Microsoft Excel 2010 : Removing Duplicates, Consolidating Data

Removing Duplicates

After a cell is selected in the dataset, remove the doubles can be found under data, tools of data, removes doubles, or if the whole of data is a table, under tools of Table, design, tools, remove doubles.

The tool removes in a permanent way of the data of a table based on the columns chosen in the dialog of doubles of elimination. Unlike other filters, it does not hide simply the lines. For this reason, you can want to copy the data before removing the doubles.

Removing Duplicates from a Dataset

To remove duplicates from a dataset, follow these steps:

Select a cell in the dataset.

Go to Data, Data Tools, Remove Duplicates.

Excel will highlight the dataset. If columns are missing in the selection, go back and make sure there are no blank separating columns.

From the Remove Duplicates dialog, make sure My Data Has Headers is selected if the dataset has headers.

By default, all the columns are selected. A selected column means the tool will use the columns when looking for duplicates. Duplicates in an unselected column will be ignored. Select the columns to search for duplicates.
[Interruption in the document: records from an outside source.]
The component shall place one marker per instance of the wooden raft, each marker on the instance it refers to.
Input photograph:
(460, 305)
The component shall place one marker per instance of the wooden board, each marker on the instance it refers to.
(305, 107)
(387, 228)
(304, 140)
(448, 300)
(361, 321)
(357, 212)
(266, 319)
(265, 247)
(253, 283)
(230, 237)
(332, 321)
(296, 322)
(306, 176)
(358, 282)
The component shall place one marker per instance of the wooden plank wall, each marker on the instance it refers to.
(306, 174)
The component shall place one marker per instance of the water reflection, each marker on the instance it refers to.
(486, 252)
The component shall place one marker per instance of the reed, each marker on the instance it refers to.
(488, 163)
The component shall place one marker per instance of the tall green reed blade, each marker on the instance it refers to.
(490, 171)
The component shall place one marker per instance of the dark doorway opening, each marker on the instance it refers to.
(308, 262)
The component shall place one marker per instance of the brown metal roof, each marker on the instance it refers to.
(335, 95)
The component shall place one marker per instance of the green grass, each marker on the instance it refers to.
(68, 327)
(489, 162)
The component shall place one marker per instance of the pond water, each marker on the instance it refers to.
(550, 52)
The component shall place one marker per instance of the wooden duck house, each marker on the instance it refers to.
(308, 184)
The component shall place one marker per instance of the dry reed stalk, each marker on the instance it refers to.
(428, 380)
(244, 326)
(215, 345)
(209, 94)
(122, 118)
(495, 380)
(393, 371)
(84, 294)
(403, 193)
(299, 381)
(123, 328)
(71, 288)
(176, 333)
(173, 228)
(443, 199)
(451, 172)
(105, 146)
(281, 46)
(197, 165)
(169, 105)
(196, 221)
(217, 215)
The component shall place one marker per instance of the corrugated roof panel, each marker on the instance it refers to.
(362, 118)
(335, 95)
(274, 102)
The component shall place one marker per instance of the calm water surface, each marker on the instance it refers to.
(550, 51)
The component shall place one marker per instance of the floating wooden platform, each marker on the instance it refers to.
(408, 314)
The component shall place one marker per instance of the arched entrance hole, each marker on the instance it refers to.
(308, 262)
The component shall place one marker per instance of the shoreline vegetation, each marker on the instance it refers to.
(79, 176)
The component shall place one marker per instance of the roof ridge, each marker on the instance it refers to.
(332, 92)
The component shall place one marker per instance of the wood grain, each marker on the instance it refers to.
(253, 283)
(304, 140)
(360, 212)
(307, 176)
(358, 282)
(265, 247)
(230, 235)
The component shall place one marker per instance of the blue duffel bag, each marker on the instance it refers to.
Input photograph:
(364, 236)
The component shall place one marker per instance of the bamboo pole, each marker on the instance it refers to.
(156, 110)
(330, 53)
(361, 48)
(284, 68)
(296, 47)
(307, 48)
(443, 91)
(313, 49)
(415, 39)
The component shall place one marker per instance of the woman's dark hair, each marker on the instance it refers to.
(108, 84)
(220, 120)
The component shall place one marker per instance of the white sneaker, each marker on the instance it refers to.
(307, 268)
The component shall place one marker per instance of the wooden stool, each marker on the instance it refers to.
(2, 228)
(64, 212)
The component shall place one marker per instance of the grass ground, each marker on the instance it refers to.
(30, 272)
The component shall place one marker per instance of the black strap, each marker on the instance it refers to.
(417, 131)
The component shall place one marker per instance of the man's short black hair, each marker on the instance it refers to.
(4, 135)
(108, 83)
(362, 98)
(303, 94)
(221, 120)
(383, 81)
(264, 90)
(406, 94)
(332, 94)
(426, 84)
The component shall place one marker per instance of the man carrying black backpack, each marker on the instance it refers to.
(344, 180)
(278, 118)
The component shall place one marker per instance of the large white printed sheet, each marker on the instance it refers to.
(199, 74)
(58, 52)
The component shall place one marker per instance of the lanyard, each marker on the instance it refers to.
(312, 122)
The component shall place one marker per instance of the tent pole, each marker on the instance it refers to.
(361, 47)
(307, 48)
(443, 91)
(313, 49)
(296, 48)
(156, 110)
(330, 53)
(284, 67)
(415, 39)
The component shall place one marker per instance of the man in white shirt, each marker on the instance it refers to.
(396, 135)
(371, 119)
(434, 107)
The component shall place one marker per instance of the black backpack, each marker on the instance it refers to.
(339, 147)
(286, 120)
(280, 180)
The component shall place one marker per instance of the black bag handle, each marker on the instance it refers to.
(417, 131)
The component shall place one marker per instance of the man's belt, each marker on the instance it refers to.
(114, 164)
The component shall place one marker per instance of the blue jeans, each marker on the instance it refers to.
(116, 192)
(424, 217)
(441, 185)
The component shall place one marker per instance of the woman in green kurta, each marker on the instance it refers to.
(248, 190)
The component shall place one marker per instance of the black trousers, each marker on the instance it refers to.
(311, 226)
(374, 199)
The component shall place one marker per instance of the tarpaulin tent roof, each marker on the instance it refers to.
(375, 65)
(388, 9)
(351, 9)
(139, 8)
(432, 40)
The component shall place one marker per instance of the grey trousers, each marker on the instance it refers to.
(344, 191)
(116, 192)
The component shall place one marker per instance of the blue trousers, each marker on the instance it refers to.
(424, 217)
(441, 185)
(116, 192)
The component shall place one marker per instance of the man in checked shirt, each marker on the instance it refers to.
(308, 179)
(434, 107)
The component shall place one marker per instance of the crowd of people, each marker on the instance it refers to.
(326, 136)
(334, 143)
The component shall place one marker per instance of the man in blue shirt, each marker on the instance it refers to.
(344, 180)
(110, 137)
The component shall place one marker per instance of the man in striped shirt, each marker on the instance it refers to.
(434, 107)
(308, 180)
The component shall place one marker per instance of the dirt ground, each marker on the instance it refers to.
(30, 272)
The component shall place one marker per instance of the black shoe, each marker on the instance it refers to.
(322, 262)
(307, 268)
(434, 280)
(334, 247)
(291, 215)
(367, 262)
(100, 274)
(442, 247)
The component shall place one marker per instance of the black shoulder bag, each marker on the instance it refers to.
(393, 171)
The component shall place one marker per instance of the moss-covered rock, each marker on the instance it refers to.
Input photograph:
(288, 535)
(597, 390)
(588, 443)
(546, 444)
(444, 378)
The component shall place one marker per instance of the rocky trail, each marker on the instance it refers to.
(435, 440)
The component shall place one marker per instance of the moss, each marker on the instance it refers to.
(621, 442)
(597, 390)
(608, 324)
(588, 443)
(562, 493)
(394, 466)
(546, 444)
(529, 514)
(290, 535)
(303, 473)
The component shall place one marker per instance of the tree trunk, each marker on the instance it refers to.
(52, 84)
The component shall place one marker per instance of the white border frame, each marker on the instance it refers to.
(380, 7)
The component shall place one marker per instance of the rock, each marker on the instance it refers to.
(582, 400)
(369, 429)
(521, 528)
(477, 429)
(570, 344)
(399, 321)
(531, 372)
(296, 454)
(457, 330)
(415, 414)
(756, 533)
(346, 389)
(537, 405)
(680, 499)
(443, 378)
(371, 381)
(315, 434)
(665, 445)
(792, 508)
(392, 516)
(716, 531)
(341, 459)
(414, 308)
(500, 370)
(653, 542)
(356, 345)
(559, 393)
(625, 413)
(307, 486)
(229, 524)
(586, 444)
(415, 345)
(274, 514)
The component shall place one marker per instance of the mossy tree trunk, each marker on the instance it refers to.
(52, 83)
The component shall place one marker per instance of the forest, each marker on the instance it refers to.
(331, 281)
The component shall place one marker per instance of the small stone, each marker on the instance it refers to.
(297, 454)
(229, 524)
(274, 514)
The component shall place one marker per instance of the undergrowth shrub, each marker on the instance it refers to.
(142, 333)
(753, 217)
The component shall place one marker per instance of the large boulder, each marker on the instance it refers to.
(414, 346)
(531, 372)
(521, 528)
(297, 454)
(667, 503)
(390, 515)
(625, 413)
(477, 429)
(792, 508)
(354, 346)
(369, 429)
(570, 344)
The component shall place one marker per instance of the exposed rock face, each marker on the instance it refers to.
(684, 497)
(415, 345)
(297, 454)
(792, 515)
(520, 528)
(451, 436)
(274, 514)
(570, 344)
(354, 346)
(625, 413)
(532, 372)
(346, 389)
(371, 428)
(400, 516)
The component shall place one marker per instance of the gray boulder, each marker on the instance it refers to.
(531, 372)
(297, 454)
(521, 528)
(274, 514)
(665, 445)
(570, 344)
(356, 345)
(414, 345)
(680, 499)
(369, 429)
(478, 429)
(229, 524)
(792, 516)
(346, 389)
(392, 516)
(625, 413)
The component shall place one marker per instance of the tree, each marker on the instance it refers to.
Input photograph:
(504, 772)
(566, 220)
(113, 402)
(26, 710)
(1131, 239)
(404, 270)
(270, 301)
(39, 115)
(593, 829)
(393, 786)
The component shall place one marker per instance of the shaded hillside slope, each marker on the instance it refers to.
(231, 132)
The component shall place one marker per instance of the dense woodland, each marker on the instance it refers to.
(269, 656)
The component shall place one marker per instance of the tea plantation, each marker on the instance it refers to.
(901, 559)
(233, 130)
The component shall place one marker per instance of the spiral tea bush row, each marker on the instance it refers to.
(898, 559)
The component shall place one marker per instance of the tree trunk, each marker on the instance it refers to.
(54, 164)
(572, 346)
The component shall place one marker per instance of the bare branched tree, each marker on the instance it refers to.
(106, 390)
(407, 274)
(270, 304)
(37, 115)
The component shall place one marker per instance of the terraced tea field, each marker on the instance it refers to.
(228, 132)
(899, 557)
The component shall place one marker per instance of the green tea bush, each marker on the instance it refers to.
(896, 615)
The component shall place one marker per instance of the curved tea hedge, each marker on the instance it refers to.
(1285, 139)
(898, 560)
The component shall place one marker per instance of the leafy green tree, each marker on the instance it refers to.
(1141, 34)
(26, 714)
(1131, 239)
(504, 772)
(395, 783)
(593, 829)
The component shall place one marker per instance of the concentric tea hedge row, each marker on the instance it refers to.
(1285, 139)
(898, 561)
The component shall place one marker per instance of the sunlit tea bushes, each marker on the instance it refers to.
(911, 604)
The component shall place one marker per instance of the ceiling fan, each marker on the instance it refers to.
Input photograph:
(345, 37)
Click OK. The dataset will update, deleting any duplicate rows. A message box will appear informing you of the number of rows deleted and the number remaining in the dataset.


Consolidating Data

You can use the Consolidate tool, found under Data, Data Tools, to combine data in three ways:

  • By Position— Sum data found on different sheets or in different workbooks based on their positions in the datasets. For example, if the ranges are A1:A10 and C220:C230, the results will be A1+C220, A2+C221, A3+C222, and so on. Do not select either of the options under Use Labels In.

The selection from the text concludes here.